Independent
journalist arrested in the centre of the
country
Reporters
Without Borders,
31 October 2003.
Reporters Without Borders today condemned
the arrest of independent journalist Abel
Escobar Ramírez on 29 October near
Morón (350 km east of Havana) and
called for his immediate release. The organization
also called for the return of documents
confiscated from the home of another journalist
in the same region during a search carried
out the same day.
A correspondent for the independent news
agency Cuba Press in the centre of Cuba,
Escobar Ramírez was detained by members
of the National Revolutionary Police (PNR)
on the road between his village, Patria,
and the town of Morón. He had been
heading towards the home of Jesús
Alvarez Castillo, another independent journalist
working for Cuba Press.
He was taken to the regional headquarters
of the Department of State Security (DSE),
the political police, in the town of Ciego
de Avila (south of Morón). The authorities
asked his wife, Alina Torres Martinez, to
bring some of his personal effects to him
there. Alvarez Castillo said this request
has made the family fear that he could be
held for a long time. His family and friends
have had no word of him since his arrest.
Three hours after the detention of Escobar
Ramírez, DSE agents searched Alvarez
Castillo's home in Morón. More than
300 of his books and magazines were seized.

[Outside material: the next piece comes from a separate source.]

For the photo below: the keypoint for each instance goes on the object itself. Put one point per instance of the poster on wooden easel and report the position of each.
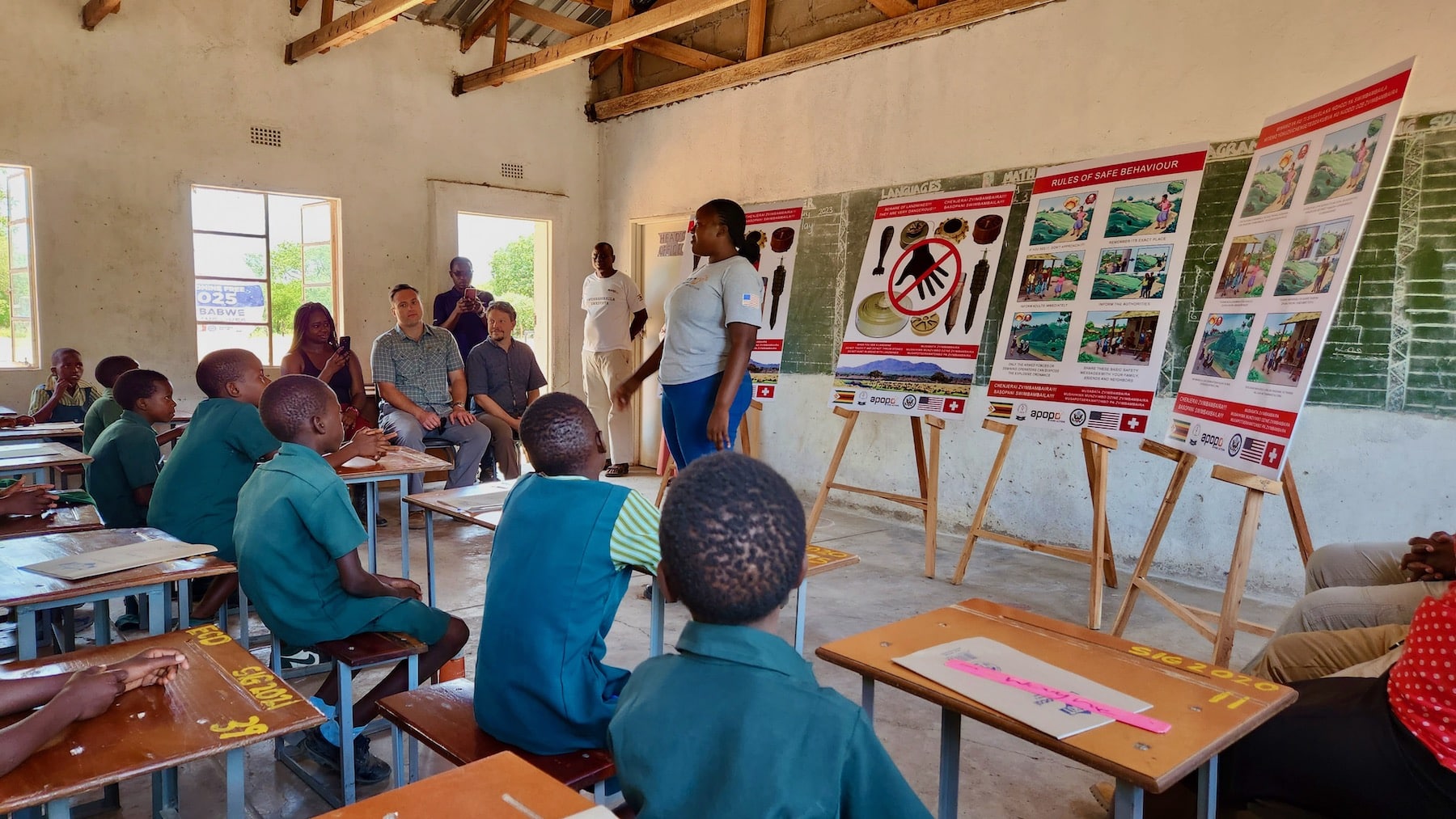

He said the search was linked to his work
as a journalist. He was detained by the
DSE for two hours on 19 September while
in Las Tunas province. Alvarez Castillo
is also the Ciego de Ávila representative
of the Manuel Márquez Sterling Association
of independent journalists, which publishes
the banned magazine De Cuba.
Cuba is now the world's biggest prison
for journalists, with a total of 30 detained.
Twenty-six of them were arrested along with
some 50 other dissidents during an unprecedented
crackdown in March. They were given prison
sentences ranging from 14 to 27 years, in
most cases for "threat to the state's
unity and independence." Three of them,
held in the eastern province of Holguín,
are currently staging a hunger strike in
protest against prison conditions. They
are Iván Hernández Carrillo,
Adolfo Fernández Sainz and Mario
Enrique Mayo Hernández.
Cuba was second from last, ahead only of
North Korea, in a ranking of 166 countries
according to press freedom, which Reporters
Without Borders published on 20 October.
Reporters Without Borders defends imprisoned
journalists and press freedom throughout
the world, as well as the right to inform
the public and to be informed, in accordance
with Article 19 of the Universal Declaration
of Human Rights. Reporters Without Borders
has nine national sections (in Austria,
Belgium, France, Germany, Italy, Spain,
Sweden, Switzerland, and the United Kingdom),
representatives in Abidjan, Bangkok, Istanbul,
Montreal, Moscow, New York, Tokyo and Washington
and more than a hundred correspondents worldwide.